All you have to do here is to place your orders and you shall be given a number. Wait for you number to be called and go collect your food. Good for them as you have to pay first and you won't disappear after waiting too long. LOL! Not bad for customers - instead of standing and waiting you could just sit down and wait.
You see Kuong has old folks working day and night since they open from 8-8. It is not easy.
What you should do while waiting is to go to this Wu Xiang stall and order some food to deal with your hunger binge.
If you, like me have often been at the now gone National Library or MPH and Fort Canning area you would know about the Armenian Street old coffee shop where the char kway teow and this ngoh hiang stalls once operated in.
Among the various items, you must order the not just the crispy prawn cracker (middle) but also the freshly made xia bin (top)
And boy, they do have an awesome chilli suace with chopped onions to go with.
Here is my drone shot of the wanton noodle but Kuong spelt it as "Wan Tan".
Absolutely fabulous.
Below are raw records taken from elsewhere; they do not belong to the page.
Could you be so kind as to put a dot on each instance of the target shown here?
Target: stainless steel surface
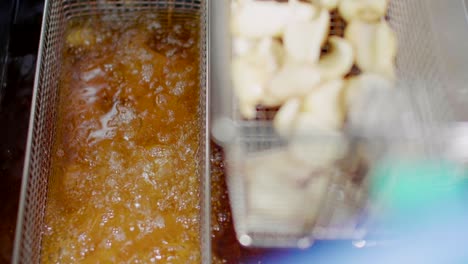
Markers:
(432, 93)
(27, 248)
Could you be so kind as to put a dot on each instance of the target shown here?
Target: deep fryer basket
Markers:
(430, 63)
(27, 247)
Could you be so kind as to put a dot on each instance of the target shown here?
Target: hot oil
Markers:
(125, 180)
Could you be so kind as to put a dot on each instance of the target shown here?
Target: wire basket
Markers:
(30, 225)
(427, 94)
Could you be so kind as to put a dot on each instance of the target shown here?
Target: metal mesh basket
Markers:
(432, 93)
(27, 248)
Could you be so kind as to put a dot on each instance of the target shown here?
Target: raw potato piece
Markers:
(339, 61)
(252, 71)
(257, 19)
(323, 105)
(366, 10)
(294, 80)
(375, 45)
(303, 39)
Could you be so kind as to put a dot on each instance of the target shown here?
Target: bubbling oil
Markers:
(124, 186)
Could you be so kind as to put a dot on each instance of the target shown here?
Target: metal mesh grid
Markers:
(420, 79)
(27, 247)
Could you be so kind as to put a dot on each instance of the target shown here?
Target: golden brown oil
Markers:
(125, 181)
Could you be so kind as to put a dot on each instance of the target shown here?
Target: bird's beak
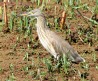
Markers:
(27, 14)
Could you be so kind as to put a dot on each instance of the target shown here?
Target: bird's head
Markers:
(34, 13)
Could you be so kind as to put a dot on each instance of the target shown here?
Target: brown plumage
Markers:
(53, 43)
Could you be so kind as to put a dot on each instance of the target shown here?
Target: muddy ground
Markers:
(15, 66)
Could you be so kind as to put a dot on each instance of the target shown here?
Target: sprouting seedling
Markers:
(48, 64)
(97, 67)
(12, 17)
(11, 77)
(26, 57)
(65, 63)
(85, 66)
(11, 67)
(94, 57)
(1, 69)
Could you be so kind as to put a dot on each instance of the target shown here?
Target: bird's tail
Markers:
(75, 57)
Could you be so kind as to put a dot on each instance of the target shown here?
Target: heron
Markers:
(53, 43)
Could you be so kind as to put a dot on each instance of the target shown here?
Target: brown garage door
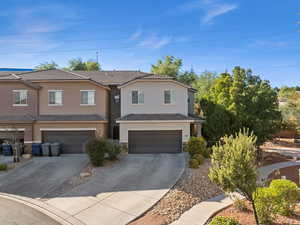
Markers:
(73, 141)
(155, 141)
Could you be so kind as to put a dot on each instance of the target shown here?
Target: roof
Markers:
(112, 77)
(17, 119)
(92, 117)
(161, 116)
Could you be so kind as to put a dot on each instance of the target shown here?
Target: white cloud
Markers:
(209, 8)
(155, 42)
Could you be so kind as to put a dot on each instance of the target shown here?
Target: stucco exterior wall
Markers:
(6, 100)
(154, 98)
(71, 99)
(125, 127)
(101, 128)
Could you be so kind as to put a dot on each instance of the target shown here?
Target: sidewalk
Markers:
(200, 213)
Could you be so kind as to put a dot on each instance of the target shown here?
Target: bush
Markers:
(197, 145)
(222, 220)
(194, 164)
(287, 195)
(113, 150)
(3, 167)
(265, 203)
(96, 150)
(240, 205)
(200, 159)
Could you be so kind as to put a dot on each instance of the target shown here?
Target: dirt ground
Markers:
(247, 218)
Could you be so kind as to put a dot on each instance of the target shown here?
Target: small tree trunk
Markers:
(254, 212)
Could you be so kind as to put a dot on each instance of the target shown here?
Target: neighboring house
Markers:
(157, 115)
(71, 107)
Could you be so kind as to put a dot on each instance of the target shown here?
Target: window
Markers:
(87, 97)
(137, 97)
(55, 98)
(169, 96)
(20, 97)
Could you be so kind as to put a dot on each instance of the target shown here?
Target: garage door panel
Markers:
(73, 141)
(155, 141)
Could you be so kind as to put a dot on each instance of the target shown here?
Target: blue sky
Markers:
(212, 35)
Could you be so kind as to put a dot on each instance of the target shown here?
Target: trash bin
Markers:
(46, 149)
(7, 150)
(36, 149)
(55, 149)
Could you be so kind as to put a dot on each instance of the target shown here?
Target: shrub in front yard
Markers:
(222, 220)
(3, 167)
(265, 203)
(287, 195)
(96, 150)
(197, 145)
(240, 205)
(194, 164)
(113, 150)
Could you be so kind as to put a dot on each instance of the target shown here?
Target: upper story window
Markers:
(169, 97)
(55, 97)
(87, 97)
(137, 97)
(20, 98)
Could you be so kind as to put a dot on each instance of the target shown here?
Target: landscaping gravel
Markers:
(193, 187)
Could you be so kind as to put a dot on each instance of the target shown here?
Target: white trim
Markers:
(156, 121)
(12, 129)
(67, 129)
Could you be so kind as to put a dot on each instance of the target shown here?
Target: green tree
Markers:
(234, 165)
(46, 66)
(169, 67)
(188, 77)
(252, 102)
(92, 65)
(203, 84)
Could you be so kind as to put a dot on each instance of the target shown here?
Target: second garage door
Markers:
(162, 141)
(73, 141)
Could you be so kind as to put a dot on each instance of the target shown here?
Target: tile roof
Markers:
(92, 117)
(161, 116)
(112, 77)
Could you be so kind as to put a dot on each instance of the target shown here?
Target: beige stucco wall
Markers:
(6, 100)
(72, 97)
(154, 98)
(101, 128)
(125, 127)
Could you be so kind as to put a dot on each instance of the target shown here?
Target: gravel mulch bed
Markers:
(193, 187)
(247, 218)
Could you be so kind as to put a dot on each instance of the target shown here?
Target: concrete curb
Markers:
(202, 212)
(54, 213)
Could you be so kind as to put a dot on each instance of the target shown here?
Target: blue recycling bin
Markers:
(36, 149)
(7, 150)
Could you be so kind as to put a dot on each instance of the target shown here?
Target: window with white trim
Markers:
(20, 98)
(137, 97)
(55, 97)
(87, 97)
(169, 97)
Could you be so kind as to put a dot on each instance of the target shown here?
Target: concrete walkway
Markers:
(119, 193)
(202, 212)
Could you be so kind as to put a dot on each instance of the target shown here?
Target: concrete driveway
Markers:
(42, 176)
(117, 194)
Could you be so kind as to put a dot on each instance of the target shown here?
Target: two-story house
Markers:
(157, 115)
(72, 107)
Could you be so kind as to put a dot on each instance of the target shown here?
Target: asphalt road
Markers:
(14, 213)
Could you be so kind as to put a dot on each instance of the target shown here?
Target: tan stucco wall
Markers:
(101, 128)
(154, 98)
(125, 127)
(6, 100)
(72, 97)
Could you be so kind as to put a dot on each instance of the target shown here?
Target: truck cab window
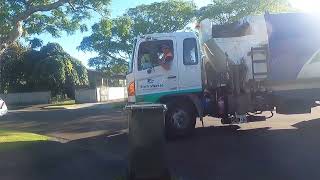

They make their own char siew and so well burnt you still get a smoky taste. The best char siew must have some fats in case you know not. Here, half the battle was already won.
Many Singaporeans love their food with lots of chilli. That is understandable but it is a cardinal sin to drain all foods with lots of chilli because you would have killed the taste of any food. The chilli is to enhance and not to overwhelm. Like eating sushi or sashimi, do not throw in a ton of chiil sauce as you would your sashimi with wasabe. Otherwise it will be called two ton noodle and not wan ton.
This is quite close to the wanton noodle I had at Toa Payoh in my youth. In those days, nobody goes to Geylang just to eat noodles, they go there for some notorious and nocturnal activities.
The potent combination of Kuong's Wan Tan noodle and the killing of Wu Xiang and Xia Bing while killing time waiting for you noodles is indeed a very tempting offer.